Similarly, since leaving Poland, Deng Gai has disappeared from the basketball map. The only thing I can find about him is his Facebook page. And his name is more common than you might think, which makes Googling info on him harder than you might think.
Deng Gai fact: The aforementioned Ajou Deng is Luol Deng’s brother, and Deng Gai is Luol’s cousin. The clue was in the name, I think.
Charles Gaines is currently eighth in China in rebounds, and second in scoring. Loyal readers will know already that that means big numbers, and Gaines’ line doesn’t disappoint; 38.8 mpg, 29.6 ppg, 11.2 rpg, 1.5 apg, 1.1 bpg, 2.1 spg, 63% FG, 71% FT. Only a few short hours ago, he shot 14-17 en route to 33 points and 8 rebounds in a win over Stephon Marbury’s Shaanxi team. Got to love Chinese basketball.
A full rundown of CBA stats will follow shortly.
After three years in Italy, Gaines has taken the unusual step of joining the D-League this season. It’s unusual because he’s 29 years old and not on the verge of a call-up, so there doesn’t seem to be a lot of reason for the big pay cut. Playing for the Bakersfield Jam, Gaines is averaging 13.5 points, 4.0 assists and 2.7 rebounds in 33 minutes per game, shooting 48% from the field and 40% from three-point range. Solid all-around numbers, but only solid.
Reece Gaines fact: Reece Gaines’s first name is Clifton. That is all.

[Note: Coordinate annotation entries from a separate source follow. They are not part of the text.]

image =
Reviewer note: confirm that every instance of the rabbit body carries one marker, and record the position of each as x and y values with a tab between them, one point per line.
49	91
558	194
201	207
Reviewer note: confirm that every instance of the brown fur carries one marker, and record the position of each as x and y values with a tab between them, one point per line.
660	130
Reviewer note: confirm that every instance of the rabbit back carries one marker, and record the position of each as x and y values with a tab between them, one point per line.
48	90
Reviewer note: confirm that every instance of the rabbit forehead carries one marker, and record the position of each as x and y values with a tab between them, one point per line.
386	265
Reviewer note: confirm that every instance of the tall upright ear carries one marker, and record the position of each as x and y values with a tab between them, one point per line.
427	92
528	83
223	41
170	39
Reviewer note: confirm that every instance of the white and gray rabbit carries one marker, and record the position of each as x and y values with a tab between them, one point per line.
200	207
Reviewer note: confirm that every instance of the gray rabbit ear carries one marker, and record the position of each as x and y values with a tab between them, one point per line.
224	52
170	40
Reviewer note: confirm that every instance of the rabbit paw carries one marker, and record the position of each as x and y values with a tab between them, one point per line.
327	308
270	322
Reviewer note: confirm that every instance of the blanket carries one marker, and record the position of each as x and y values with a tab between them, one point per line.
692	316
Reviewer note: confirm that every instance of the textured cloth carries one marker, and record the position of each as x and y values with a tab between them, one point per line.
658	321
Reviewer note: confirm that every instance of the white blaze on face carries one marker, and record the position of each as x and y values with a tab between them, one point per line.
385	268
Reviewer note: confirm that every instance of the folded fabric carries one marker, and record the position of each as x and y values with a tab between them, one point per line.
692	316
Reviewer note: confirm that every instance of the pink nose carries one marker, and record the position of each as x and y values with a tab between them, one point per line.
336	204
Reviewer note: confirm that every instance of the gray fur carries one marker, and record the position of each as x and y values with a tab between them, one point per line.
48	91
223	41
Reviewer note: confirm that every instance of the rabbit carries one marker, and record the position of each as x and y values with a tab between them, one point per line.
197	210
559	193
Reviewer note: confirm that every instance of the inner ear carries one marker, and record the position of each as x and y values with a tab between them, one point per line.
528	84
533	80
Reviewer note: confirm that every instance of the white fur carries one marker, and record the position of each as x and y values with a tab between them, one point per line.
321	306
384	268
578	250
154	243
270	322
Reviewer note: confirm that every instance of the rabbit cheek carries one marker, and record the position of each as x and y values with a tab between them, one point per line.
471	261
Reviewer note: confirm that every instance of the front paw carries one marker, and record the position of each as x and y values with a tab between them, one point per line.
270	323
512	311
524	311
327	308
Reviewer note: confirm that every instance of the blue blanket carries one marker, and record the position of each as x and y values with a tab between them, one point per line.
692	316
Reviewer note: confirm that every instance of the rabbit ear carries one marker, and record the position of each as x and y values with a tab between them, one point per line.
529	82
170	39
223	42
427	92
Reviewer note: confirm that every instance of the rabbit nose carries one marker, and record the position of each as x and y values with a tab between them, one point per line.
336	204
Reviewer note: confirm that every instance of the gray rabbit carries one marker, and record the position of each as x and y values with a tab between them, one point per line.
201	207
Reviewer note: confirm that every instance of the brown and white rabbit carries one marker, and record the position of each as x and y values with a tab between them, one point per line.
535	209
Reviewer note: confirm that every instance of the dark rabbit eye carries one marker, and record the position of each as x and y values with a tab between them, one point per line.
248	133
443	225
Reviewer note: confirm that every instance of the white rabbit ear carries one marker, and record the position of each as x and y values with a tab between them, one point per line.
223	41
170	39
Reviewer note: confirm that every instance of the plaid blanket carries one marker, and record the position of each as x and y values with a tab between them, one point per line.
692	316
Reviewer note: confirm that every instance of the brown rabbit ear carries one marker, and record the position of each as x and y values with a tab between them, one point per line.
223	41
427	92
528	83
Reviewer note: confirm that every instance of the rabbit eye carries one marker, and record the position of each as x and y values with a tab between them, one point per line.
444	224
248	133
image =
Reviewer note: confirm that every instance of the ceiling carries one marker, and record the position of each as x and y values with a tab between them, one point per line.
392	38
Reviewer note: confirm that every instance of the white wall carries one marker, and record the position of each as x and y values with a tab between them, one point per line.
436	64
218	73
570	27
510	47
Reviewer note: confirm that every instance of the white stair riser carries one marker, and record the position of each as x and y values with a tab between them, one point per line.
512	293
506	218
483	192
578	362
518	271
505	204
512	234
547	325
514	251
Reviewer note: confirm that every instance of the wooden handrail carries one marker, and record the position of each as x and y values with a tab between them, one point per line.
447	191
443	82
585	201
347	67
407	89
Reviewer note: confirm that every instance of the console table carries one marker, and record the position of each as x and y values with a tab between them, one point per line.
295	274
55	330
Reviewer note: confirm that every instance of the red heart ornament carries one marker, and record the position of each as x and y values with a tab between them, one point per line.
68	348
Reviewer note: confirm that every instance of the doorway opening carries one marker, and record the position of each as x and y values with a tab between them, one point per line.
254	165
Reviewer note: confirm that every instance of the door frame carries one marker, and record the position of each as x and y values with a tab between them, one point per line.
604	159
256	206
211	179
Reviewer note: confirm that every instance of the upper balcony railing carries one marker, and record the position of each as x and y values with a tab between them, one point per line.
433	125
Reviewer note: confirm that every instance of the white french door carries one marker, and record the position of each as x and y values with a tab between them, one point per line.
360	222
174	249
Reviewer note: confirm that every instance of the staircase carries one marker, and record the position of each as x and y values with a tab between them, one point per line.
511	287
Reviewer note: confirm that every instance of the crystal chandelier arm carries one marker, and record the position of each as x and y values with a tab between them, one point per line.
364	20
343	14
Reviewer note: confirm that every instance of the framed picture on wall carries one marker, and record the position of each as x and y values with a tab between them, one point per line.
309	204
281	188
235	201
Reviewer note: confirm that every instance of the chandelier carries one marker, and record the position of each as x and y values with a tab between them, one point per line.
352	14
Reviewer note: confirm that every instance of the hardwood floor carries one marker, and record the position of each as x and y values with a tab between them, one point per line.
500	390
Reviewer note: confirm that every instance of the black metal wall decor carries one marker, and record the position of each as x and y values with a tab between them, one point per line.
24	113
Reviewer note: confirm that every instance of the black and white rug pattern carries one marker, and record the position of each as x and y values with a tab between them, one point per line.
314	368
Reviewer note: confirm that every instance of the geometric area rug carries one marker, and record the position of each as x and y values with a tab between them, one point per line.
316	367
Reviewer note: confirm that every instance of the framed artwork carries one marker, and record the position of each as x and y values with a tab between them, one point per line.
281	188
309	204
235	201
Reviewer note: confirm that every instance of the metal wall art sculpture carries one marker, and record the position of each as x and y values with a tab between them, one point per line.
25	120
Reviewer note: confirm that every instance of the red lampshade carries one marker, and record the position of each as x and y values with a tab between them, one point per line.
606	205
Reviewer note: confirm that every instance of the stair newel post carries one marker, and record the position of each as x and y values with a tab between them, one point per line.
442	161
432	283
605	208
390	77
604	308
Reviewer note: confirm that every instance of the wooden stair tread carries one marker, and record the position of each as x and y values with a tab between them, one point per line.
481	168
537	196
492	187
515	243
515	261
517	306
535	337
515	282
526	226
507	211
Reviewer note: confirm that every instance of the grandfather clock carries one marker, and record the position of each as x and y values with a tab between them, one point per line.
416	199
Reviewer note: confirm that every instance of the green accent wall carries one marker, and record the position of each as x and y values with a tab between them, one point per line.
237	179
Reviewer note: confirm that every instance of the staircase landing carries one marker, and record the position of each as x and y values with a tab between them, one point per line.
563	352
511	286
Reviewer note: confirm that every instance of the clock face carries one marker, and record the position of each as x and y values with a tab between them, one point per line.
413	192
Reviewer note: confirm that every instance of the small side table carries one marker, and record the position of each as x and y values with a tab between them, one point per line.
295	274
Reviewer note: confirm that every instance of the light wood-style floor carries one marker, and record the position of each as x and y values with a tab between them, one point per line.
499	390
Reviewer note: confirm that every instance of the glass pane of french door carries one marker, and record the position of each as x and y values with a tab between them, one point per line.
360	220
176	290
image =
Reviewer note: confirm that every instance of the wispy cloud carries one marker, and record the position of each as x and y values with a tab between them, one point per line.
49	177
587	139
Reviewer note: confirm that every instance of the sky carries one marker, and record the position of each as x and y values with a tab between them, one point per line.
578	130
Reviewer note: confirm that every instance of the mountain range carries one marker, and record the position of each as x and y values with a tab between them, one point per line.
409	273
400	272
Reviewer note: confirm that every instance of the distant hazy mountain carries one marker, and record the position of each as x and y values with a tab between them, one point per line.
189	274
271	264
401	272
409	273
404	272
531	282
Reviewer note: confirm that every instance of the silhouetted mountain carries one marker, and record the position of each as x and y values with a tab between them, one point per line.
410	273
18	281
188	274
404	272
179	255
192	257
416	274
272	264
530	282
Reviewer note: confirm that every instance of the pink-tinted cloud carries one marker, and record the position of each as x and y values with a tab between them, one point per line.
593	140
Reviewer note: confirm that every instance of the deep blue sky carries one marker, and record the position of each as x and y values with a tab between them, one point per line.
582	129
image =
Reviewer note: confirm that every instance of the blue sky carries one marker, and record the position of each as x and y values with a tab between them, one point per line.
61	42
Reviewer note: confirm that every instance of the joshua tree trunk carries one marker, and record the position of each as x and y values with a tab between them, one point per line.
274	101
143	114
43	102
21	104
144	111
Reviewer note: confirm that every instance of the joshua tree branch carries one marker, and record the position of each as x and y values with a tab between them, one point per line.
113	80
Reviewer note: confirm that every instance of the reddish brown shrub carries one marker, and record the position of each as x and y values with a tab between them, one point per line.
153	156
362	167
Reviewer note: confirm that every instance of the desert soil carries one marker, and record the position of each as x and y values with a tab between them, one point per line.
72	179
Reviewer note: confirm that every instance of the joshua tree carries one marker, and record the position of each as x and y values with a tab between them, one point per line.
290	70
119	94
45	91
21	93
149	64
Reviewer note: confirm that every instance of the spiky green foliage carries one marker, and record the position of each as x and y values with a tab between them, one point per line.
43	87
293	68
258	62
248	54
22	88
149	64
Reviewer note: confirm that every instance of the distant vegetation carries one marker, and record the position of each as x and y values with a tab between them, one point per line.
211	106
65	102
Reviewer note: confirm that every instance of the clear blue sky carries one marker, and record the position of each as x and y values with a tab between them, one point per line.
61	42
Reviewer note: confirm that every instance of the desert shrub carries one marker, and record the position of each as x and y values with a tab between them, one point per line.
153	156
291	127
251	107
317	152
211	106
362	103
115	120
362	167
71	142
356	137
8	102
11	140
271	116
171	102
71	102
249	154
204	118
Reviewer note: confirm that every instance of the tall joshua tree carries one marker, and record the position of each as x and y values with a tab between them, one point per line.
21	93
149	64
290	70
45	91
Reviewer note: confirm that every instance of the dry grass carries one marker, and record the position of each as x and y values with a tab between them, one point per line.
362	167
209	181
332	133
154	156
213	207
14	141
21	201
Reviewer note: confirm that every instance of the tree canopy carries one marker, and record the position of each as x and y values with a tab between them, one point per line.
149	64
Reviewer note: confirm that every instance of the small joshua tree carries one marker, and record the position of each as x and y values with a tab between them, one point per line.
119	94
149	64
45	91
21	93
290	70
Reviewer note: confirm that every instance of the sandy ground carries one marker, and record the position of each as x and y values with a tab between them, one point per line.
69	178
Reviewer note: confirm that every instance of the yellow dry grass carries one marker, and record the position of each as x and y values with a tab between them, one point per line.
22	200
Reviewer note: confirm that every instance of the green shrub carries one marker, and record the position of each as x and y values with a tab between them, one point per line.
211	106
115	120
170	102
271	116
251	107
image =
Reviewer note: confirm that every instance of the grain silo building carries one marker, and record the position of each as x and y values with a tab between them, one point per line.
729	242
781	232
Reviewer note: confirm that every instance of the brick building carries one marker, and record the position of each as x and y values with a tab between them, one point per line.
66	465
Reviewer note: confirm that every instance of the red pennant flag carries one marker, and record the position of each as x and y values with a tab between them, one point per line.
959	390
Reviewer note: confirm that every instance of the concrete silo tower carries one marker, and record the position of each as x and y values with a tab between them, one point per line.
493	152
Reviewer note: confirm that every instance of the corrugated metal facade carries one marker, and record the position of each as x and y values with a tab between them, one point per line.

Gansey has not had a great professional career. After going undrafted out of West Virginia in 2006, he signed with the Miami Heat after summer league, but did not make the team after nearly dying of MRSA. He missed that season, and while he returned in the 2007-08 season, he posted only 10 ppg in the Italian second division. This was perhaps expected given the whole near-death thing, and definitely fair, but nonetheless a slow start. Last season saw only an 8.7 ppg average in the German league, and he returned to America this season with his three-year professional career still not exactly underway.
In the D-League draft, Gansey was picked with the second pick of the sixth round by the Idaho Stampede, inauspiciously ranked behind such luminaries as Derrick Mercer of American and backup Duke forward David McClure. He played in 11 games for the Stampede, and averaged only 9.6 points and 4.2 rebounds, still not quite cooking on the gas he was at West Virginia. But then in January, Idaho traded him to the Erie BayHawks for Donell Taylor, and that was what finally opened the floodgates. In 14 games for Erie, Gansey’s averages have shot up to 18.3 points and 8.7 rebounds per game, way more like his glory days. Erie are making him put work in; he averages 44.1 minutes per game and has played all 48 minutes in six of 14 games, and played 52 of 53 in another. But after missing so much of the early part of his career, that’s probably a welcome proposition.
To celebrate this breakout, Gansey now blogs for Ridiculous Upside.
Garbajosa played for Khimky last season, alongside Vitaly Fridzon. Khimky made the final of the EuroCup as favourites before losing to Chuck Eidson’s Lieutuvos Rytas team, after which Garbajosa left Russia after only one season and returned to his native Spain, joining up with Real Madrid. He is averaging 7.4 points and 3.7 rebounds per game in the ACB, alongside 8.5 points and 4.1 rebounds per game in the EuroLeague.